Licensed premises across the central belt were temporarily closed last week, with tough restrictions placed on those elsewhere in the country.
The rules are due to expire on 26 October – but Ms Sturgeon said this would not signal a return to normality.
The ban on visiting other people’s homes will also remain in place.
And the Scottish government is to introduce a multi-tier system of alert levels similar to that now in force in England, which could potentially see venues in areas with coronavirus outbreaks remain closed.
Ms Sturgeon was giving a video statement to MSPs as she announced that a further 1,351 cases of Covid-19 and 13 deaths were registered in Scotland.
She said the country was in a “precarious” position and facing a “critical moment” in the battle to contain the virus, with “tough decisions” needed from government.
All existing restrictions and guidance are to remain in place for now, and the first minister warned that even the expiry of “tough temporary restrictions” on the hospitality trade would not signal a major change.
She said: “It is important to stress that given the ongoing challenge of Covid, that will not herald a return to complete normality.
“The restrictions on household gatherings for example will remain in place until it is considered safe to ease them.
“And more generally we intend to replace the temporary restrictions with a more strategic approach to managing the pandemic”.
The government is drawing up a system similar to that newly in force in England, with “different tiers of levels of interventions”.

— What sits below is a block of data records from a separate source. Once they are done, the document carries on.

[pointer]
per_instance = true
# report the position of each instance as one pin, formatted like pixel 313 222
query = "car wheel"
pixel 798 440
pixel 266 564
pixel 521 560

It will include plans to “strengthen and improve the effectiveness” of existing measures, and improve compliance with rules particularly around self-isolation.
Ms Sturgeon also said she could not rule out “having to go further in future”.
The Welsh government is introducing a system of travel restrictions to stop people moving from areas of the UK with higher rates of Covid-19 into areas with lower prevalence of the virus.
Ms Sturgeon said that “needs to be considered” in Scotland, and has written to Prime Minister Boris Johnson calling for “urgent talks”.
New regulations have also been tabled tightening the rules around face coverings.
The new rules will make it mandatory for workers to wear them while moving around in offices or in staff canteens.
However one rule has been eased, with an exemption introduced to allow couples to take part in marriage and civil partnership ceremonies without wearing masks.
Ms Sturgeon’s speech took place in an entirely virtual meeting, with Holyrood currently in recess, and connection issues meant Ruth Davidson’s question was largely inaudible.
The Scottish Conservative group leader called on the government to introduce more testing in hospitals to stop the virus from spreading there.
Scottish Green co-leader Patrick Harvie echoed this, and called for “regular weekly testing on a much bigger scale”.
The first minister said hospital acquired infections were “a concern”, and that opposition party leaders would be consulted as part of an ongoing review of the testing strategy.
Scottish Labour leader Richard Leonard said measures had been introduced “with no engagement of those affected”, which had resulted in “ambiguity and confusion”.
Ms Sturgeon rejected his claims she had “ignored scientific advice”, saying: “I will make no apology, given the nature of the threat we are dealing with right now, of being prepared to take quick, firm and decisive action if we deem that is necessary to save lives.”
Lib Dem leader Willie Rennie pressed the first minister on delays in the contact tracing system, saying it was “alarming” and “dangerous” that in the past week 567 people had waited more than two days to get a call from Test and Protect.
Ms Sturgeon said the system was “working incredibly well” but accepted that “the turnaround time is not as quick as we want it to be”.